DocketNumber: Crim. 6302
Judges: Wood (Parker)
Filed Date: 7/29/1959
Status: Precedential
Modified Date: 11/3/2024
Defendant was accused of assault with intent to commit murder, a violation of section 217 of the Penal Code. In a nonjury trial, he was convicted of assault by means of force likely to produce great bodily injury (violation of Pen. Code, §245), a lesser offense necessarily included in the offense charged. Proceedings were suspended and probation was granted.
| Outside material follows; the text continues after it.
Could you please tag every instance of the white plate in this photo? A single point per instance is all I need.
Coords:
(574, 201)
Defendant appeals from the “sentence” wherein he “was sentenced to six months in the County Jail and placed on four years’ probation.” He also appeals from the order denying his motion for a new trial.
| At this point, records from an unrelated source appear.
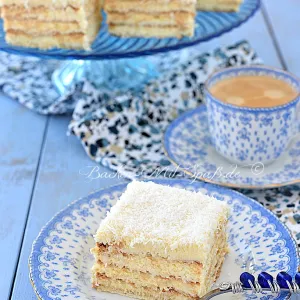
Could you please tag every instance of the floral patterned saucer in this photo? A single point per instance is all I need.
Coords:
(60, 261)
(187, 144)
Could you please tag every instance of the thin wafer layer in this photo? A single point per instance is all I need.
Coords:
(150, 31)
(41, 13)
(148, 6)
(48, 3)
(127, 288)
(38, 28)
(180, 19)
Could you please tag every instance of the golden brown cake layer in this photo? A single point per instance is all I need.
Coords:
(143, 279)
(125, 287)
(41, 13)
(189, 271)
(181, 19)
(73, 40)
(148, 6)
(38, 28)
(154, 265)
(150, 31)
(49, 3)
(129, 289)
Appellant asserts that the judgment should be reversed because the prosecution failed to establish guilt beyond a reasonable doubt.
Patricia MeKeown testified that on February 14,1957, about 11:30 a.m., when she entered her home and went into her bedroom, the defendant came out of a closet, which was in that room, and grabbed her; she got away from him and ran to a place which was about three feet from the front door; then defendant caught her and dragged her through the bedroom, through the bathroom, and into the den; then he pushed or threw her onto the floor, sat on her and “pinned down” her arms so that she could not use them; during that time she was trying to get away from him; he had a bottle with yellow capsules in it; he held her nose so that she would have to open her mouth in order to breathe; when she opened her mouth to breathe he put pills in her mouth; he had his hand over her mouth, and he pushed the pills in in handfuls and she tried to spit them out, and he would push them back again; he had some water in a glass; he got the water from the bathroom; the bathroom was next to the den and he held her and got the water; he tried to force the pills down with the water; “I was forced to swallow quite a few of them, I imagine ”; he forced capsules down her throat; after a period of approximately 15 minutes, he dragged her into the bedroom, pushed her down on the bed, and said that he was going to sit there until he was sure she was gone; about two minutes thereafter, her son (about 8 years of age) came home from school; then defendant ran out of the house; she was getting a little groggy and she went to the bathroom and tried to get the pills out; she vomited some of it; she was getting sleepier or dizzier; she tried to call her mother by telephone but evidently passed out because that is the last she remembered until she awakened in a hospital.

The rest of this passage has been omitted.